A vida em condições extremas
A Groenlândia (em groenlandês, Kalaallit Nunaat, que significa “a nossa terra”) é uma região autônoma dinamarquesa que ocupa a ilha do mesmo nome e ilhas adjacentes, ao largo do litoral nordeste da América do Norte. As suas costas dão, ao norte, para o Oceano Glacial Ártico, a leste, para o Mar da Groenlândia, a leste e sul, para o Oceano Atlântico e, a oeste, para o Mar do Labrador e a Baía de Baffin.
A história da Groenlândia é a da vida sob as extremas condições árticas: uma capa de gelo cobre 84% do território da ilha, restringindo a atividade humana às costas. A Groenlândia era desconhecida da Europa até o século 10, quando foi descoberta por vikings islandeses. Antes desse “descobrimento”, a ilha havia sido ocupada por povos árticos, embora estivesse desabitada quando da chegada dos vikings: os ancestrais diretos dos modernos iInuits (anteriormente chamados esquimós) só chegaram à ilha ao redor do ano 1200. Os inuits foram o único povo que habitou a ilha durante séculos, mas, lembrando a colonização viking, a Dinamarca reclamou a soberania sobre o território e o colonizou a partir do século 18. Obteve, assim, privilégios, tais como o monopólio comercial.

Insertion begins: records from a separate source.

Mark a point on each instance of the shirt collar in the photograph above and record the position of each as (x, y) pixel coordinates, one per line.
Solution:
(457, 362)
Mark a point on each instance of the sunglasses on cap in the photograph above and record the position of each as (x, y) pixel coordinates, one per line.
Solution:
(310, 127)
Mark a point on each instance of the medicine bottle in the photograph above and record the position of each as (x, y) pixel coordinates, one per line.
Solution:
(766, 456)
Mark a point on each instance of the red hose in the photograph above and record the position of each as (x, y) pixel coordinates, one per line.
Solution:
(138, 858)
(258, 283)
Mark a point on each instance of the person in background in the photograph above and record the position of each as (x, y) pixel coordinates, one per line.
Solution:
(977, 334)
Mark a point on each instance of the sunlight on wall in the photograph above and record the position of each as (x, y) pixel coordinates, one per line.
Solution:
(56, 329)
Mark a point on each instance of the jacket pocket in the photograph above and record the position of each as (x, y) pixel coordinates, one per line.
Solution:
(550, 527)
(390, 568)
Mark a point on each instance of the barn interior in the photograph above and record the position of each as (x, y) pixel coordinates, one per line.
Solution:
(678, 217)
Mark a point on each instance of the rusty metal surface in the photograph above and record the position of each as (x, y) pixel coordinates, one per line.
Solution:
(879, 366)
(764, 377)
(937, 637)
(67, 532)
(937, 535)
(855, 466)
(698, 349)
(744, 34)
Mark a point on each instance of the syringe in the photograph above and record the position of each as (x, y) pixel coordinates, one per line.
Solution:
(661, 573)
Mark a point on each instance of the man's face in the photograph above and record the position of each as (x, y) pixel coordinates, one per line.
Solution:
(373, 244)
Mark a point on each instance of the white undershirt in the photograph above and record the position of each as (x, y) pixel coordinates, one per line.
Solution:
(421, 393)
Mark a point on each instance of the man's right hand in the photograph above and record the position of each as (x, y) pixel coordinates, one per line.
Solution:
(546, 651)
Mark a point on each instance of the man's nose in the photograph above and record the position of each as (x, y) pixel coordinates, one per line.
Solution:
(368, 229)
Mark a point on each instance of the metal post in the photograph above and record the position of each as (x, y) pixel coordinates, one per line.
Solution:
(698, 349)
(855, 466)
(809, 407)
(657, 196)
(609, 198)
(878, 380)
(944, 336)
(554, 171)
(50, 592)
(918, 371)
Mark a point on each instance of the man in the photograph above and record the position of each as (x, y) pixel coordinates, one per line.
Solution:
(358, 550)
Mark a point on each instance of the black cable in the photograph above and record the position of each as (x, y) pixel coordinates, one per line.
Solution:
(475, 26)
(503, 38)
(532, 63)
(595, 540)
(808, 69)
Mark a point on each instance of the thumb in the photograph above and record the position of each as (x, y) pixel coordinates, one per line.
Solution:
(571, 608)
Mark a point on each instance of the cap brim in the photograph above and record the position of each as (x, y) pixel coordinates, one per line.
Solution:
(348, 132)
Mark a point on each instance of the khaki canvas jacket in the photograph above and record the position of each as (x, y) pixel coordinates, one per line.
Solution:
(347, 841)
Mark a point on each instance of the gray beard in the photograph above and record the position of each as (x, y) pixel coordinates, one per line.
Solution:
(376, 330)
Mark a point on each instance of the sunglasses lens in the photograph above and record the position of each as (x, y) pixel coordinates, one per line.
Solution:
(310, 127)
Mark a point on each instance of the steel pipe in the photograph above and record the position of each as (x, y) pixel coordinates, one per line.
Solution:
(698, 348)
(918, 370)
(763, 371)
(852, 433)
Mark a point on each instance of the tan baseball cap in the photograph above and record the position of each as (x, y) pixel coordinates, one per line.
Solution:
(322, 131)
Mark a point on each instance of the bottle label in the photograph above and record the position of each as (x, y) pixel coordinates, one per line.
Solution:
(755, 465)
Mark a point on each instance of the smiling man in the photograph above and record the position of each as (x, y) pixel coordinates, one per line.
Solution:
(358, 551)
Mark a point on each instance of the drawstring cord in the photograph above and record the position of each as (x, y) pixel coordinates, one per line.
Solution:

Durante a Segunda Guerra Mundial, a Groenlândia se separou de fato, tanto social como economicamente, da Dinamarca, aproximando-se mais dos Estados Unidos e do Canadá. Depois da guerra, o controle da ilha voltou à Dinamarca, retirando-se seu status colonial. Embora a Groenlândia continue sendo parte do Reino da Dinamarca, é autônoma desde 1979. A ilha possui o status de Estado associado à União Européia.
A pesca domina a economia do território. A caça à foca marca a vida dos habitantes do norte. A descoberta de petróleo, zinco e ouro, em 1994, promete mudar a economia, ainda bastante dependente da Dinamarca, que também responde por sua defesa e relações externas.